German Army Chief Says Pentagon Severed Communication with Germany

US defense contacts have ceased, according to the Bundeswehr’s Christian Freuding, coinciding with Berlin’s acceleration of a substantial military buildup.

Communications between the Pentagon and the German Defense Ministry have significantly diminished, as reported by The Atlantic, citing German Lieutenant General Christian Freuding.

After years of being able to reach American defense officials “day and night,” Freuding, who formerly headed the German Defense Ministry’s Ukraine unit and is now slated to become the next chief of the army, states that communications have been “cut off, really cut off.”

As an illustration, Freuding recounted an incident where the administration of then-US President Donald Trump abruptly halted weapon shipments to Ukraine earlier this year, and Berlin received no prior notification. The officer indicated that he now relies on diplomats in Washington to “find somebody in the Pentagon” for fundamental information concerning US policy.

His remarks come as Washington has moved to reduce its direct involvement in the Ukraine conflict and generally in Europe, encouraging NATO members to assume a greater role in their defense.

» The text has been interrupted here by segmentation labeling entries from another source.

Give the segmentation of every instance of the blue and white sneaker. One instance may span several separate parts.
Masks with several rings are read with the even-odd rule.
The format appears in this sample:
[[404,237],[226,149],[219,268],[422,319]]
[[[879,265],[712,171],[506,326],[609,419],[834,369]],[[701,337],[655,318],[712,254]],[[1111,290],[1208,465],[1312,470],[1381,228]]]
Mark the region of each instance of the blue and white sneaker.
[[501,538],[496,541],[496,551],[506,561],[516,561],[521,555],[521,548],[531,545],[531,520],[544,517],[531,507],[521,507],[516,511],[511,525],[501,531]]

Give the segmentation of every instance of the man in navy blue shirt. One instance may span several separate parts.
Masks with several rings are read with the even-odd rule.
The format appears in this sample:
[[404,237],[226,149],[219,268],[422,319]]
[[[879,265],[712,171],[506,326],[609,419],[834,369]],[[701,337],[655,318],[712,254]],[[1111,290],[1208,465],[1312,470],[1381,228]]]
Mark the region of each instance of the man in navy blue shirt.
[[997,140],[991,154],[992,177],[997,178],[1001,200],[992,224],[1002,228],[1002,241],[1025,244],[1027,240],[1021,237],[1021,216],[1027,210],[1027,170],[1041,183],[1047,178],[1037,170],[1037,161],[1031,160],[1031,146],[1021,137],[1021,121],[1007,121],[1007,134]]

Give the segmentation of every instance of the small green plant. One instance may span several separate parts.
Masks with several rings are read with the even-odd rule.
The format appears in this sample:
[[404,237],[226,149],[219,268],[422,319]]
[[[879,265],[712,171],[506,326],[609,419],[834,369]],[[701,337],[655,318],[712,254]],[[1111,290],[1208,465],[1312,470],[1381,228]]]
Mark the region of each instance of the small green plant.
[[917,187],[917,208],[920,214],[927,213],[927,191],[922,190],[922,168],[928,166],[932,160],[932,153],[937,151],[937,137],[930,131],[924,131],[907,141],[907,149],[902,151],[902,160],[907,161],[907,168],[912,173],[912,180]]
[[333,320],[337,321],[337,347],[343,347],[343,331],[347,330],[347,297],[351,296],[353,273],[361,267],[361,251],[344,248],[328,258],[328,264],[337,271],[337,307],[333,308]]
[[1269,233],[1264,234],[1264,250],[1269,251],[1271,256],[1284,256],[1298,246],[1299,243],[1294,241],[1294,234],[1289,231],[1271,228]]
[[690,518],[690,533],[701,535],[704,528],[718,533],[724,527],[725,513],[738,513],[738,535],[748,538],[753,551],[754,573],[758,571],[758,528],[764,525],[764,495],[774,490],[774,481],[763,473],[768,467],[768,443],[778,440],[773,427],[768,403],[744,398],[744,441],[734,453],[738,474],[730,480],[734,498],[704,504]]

While Freuding voiced apprehension regarding the US scaling back its activity on the continent, Germany has continued its military expansion, with Berlin boosting weapons production, accelerating procurement programs, and authorizing long-term borrowing to support militarization.

German officials have asserted their intention to transform the Bundeswehr into Europe’s strongest conventional force by 2029, citing warnings from Defense Minister Boris Pistorius and other officials who claim Russia could attack NATO in the coming years.

Moscow has vehemently dismissed these claims as unfounded, stating that Western governments are deliberately using the threat of Russian aggression to incite fears and justify rapid militarization and record military budgets across the EU.

Russian Foreign Minister Sergey Lavrov has accused German Chancellor Friedrich Merz of attempting to transform Germany into “the main military machine of Europe,” asserting that Berlin and the broader EU are descending into what he has described as a “Fourth Reich.”

The Kremlin has also stressed that while Russia does not seek a military conflict with NATO, it could be compelled to take retaliatory measures to ensure its security in response to the bloc’s increasingly “militaristic” rhetoric.